Regina Weather: What happened to Ivy Brodner?
Ivy’s illness began with on-and-off fevers that lasted a full year. “The symptoms after the fevers were pain episodes. I was working, and I got a call from her dad saying she was in quite a bit of pain, not able to move very much, was just in her bed, ” Shandra said. The next day, during a gymnastics class, Ivy screamed; her teacher thought she had broken something and urged the family to seek care.
At the Pasqua Hospital, caregivers initially thought Ivy’s trouble walking was a joint problem and she was diagnosed with juvenile arthritis. “We’d gone home and it just progressively got worse, ” Shandra said. She described Ivy’s arms and leg muscles as becoming so tight “it almost felt like a tennis ball. They were all kind of bunched up. “
How did hospitals and tests shape the diagnosis?
The family went to the General Hospital for further testing and a treatment of IV fluids. Bloodwork showed an enzyme level called CK that rose to “upwards of 15, 000, ” compared with a normal range Shandra noted as 60 to 160. Because Ivy could not keep a peripheral IV, she was taken for an emergency central line placement so she could receive fluids near her heart.
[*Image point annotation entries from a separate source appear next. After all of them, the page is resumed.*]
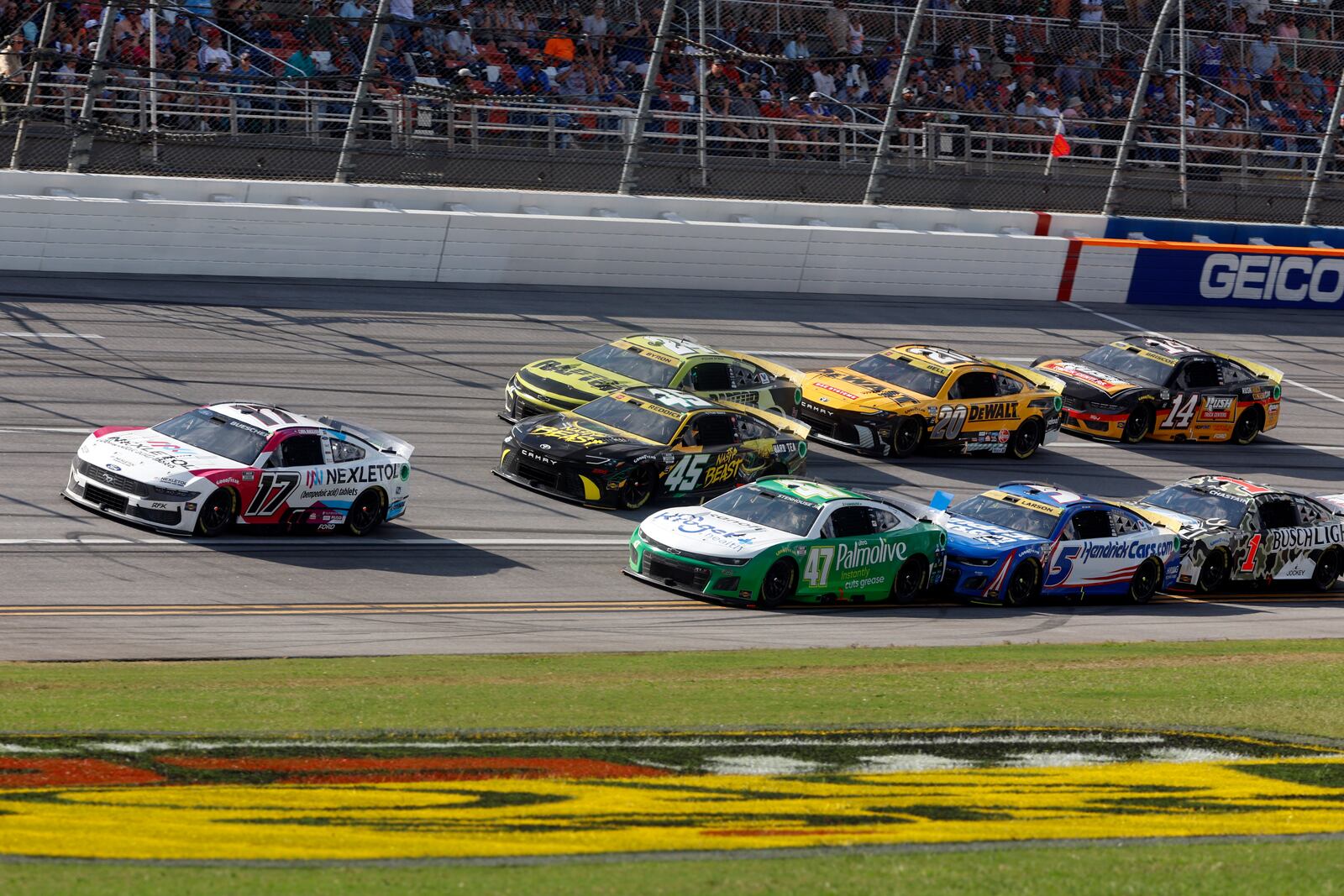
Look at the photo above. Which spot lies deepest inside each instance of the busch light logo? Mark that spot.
(1272, 277)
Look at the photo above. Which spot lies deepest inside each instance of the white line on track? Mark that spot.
(1149, 332)
(344, 544)
(24, 335)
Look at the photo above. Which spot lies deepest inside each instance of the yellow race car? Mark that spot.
(644, 359)
(911, 396)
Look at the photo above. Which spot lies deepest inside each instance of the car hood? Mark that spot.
(696, 530)
(569, 436)
(843, 390)
(974, 537)
(151, 457)
(573, 379)
(1085, 380)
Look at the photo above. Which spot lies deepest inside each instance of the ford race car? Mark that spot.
(911, 396)
(1240, 531)
(1021, 540)
(242, 463)
(644, 359)
(1162, 389)
(638, 445)
(786, 539)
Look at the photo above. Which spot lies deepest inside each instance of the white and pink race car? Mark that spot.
(244, 463)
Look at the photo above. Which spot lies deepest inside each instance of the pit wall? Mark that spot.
(185, 228)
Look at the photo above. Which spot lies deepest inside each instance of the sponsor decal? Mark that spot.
(528, 794)
(1304, 537)
(342, 474)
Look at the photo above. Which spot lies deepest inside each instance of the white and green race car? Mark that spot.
(784, 539)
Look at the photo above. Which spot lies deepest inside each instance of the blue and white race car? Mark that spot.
(1025, 540)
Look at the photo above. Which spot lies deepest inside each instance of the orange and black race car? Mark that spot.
(911, 396)
(1162, 389)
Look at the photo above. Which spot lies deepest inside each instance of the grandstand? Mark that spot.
(769, 98)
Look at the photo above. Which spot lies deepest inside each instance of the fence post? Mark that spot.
(346, 164)
(82, 143)
(30, 97)
(877, 176)
(1136, 107)
(629, 168)
(1323, 161)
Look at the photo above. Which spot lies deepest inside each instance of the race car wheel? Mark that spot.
(1023, 584)
(779, 584)
(638, 488)
(1213, 574)
(1327, 570)
(1249, 426)
(906, 437)
(366, 513)
(217, 513)
(1139, 423)
(1146, 584)
(1026, 439)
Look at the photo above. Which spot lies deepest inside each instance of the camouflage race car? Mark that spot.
(1162, 389)
(1240, 531)
(627, 449)
(785, 539)
(911, 396)
(644, 359)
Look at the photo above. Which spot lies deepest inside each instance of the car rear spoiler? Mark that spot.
(1034, 376)
(777, 371)
(382, 441)
(1263, 371)
(779, 421)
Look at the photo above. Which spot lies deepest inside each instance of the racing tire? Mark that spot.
(1139, 425)
(217, 513)
(906, 437)
(1247, 426)
(1213, 574)
(1327, 570)
(1147, 582)
(779, 584)
(638, 488)
(911, 582)
(1023, 584)
(366, 513)
(1026, 439)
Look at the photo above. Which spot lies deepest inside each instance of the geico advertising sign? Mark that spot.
(1189, 277)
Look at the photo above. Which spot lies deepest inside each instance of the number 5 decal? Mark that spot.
(817, 569)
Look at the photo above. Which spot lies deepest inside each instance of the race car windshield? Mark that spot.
(629, 363)
(1010, 516)
(632, 418)
(900, 372)
(1203, 506)
(1129, 364)
(217, 434)
(766, 508)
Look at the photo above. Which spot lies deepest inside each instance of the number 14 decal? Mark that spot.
(1182, 412)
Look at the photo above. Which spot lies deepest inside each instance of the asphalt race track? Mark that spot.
(480, 566)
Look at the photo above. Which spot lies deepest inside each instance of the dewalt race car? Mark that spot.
(785, 539)
(1152, 387)
(911, 396)
(1238, 531)
(627, 449)
(644, 359)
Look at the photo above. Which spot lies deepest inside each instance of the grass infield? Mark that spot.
(1285, 687)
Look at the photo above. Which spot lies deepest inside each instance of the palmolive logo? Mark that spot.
(1272, 277)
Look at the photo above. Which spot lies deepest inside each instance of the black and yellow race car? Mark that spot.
(1153, 387)
(645, 359)
(627, 449)
(911, 396)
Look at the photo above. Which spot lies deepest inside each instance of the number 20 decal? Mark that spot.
(949, 422)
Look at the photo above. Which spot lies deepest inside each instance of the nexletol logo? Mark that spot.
(1272, 277)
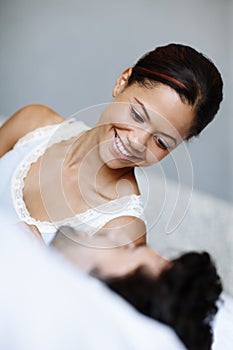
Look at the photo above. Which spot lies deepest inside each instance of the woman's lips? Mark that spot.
(120, 148)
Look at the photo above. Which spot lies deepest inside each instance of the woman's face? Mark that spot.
(141, 126)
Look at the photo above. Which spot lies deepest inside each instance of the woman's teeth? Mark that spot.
(121, 147)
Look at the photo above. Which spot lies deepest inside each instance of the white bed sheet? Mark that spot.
(47, 304)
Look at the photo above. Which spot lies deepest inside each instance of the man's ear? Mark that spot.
(122, 82)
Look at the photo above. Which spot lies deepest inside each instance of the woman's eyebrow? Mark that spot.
(148, 117)
(143, 107)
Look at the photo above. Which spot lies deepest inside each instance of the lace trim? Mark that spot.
(92, 219)
(61, 132)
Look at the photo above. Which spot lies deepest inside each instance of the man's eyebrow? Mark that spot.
(148, 117)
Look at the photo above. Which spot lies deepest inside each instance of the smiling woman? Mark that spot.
(60, 172)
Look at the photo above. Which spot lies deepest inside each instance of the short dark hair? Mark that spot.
(191, 74)
(184, 297)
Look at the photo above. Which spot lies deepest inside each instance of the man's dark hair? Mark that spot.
(184, 297)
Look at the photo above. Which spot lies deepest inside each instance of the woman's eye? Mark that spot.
(136, 115)
(161, 143)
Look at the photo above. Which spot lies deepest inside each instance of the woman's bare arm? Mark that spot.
(23, 121)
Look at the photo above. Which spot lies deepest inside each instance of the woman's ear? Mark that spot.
(122, 82)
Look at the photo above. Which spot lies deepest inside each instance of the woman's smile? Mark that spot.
(122, 151)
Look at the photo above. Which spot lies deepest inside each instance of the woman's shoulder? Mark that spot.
(23, 121)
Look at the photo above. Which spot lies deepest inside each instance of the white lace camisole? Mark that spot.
(14, 166)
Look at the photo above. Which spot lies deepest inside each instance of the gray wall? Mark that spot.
(67, 54)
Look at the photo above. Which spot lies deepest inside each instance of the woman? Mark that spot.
(64, 173)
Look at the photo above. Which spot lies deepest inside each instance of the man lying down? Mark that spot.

That effort was complicated by effects the illness had on her kidneys.
Initial diagnostic labels shifted before a correct diagnosis. Ivy was at one point diagnosed with viral myositis, a condition with some similar features, but her condition continued to worsen over the course of a week while treatments tried in Regina did not resolve the problem. Ivy was then transferred to the Jim Pattison Children’s Hospital in Saskatoon for further testing with a pediatric specialist.
When the family arrived in Saskatoon, Ivy’s mobility had vanished. “Every muscle in her body was quite inflamed, including her throat muscles to swallow. So, at that point, she also had to be tube fed for five months total, no anything by mouth, no water, no food, ” Shandra said. The tests eventually established juvenile dermatomyositis, a rare autoimmune disease that inflames skin, muscles and blood vessels.
What this means for the family and for sick kids across the province
Ivy’s path — from fevers to severe muscle inflammation, emergency central line placement and prolonged tube feeding — has been painful and disruptive. The Jim Pattison Children’s Hospital Foundation has recognized Ivy by naming her Champion Child for 2026, a designation that brings visibility to sick children across the province and highlights the long, often complex journeys families face in search of diagnosis and care.
Shandra’s account puts human detail behind clinical facts: repeated fevers, escalating pain, tests that took place at multiple hospitals, and the kind of rapid deterioration that required intensive interventions. In her words the arc is clear: initial misdirection toward juvenile arthritis, a worsening course, a high CK level prompting emergency procedures, and ultimately specialized care in Saskatoon that identified the underlying autoimmune disease.
Throughout this account the phrase regina weather appears as a local label that bookmarks the community context of the family’s experience. The medical timeline and Ivy’s current role as a public face for hospitalized children return attention to how families in this city navigate illness, diagnostics and specialist care in other centres.
Back where the story began — in the described moment when Ivy could only move her eyes — the recognition as Champion Child reframes that scene. It does not erase the months of tubes, tests and uncertainty, but it places Ivy and her family at the centre of a wider provincial conversation about children’s health and the pathways families travel to get answers.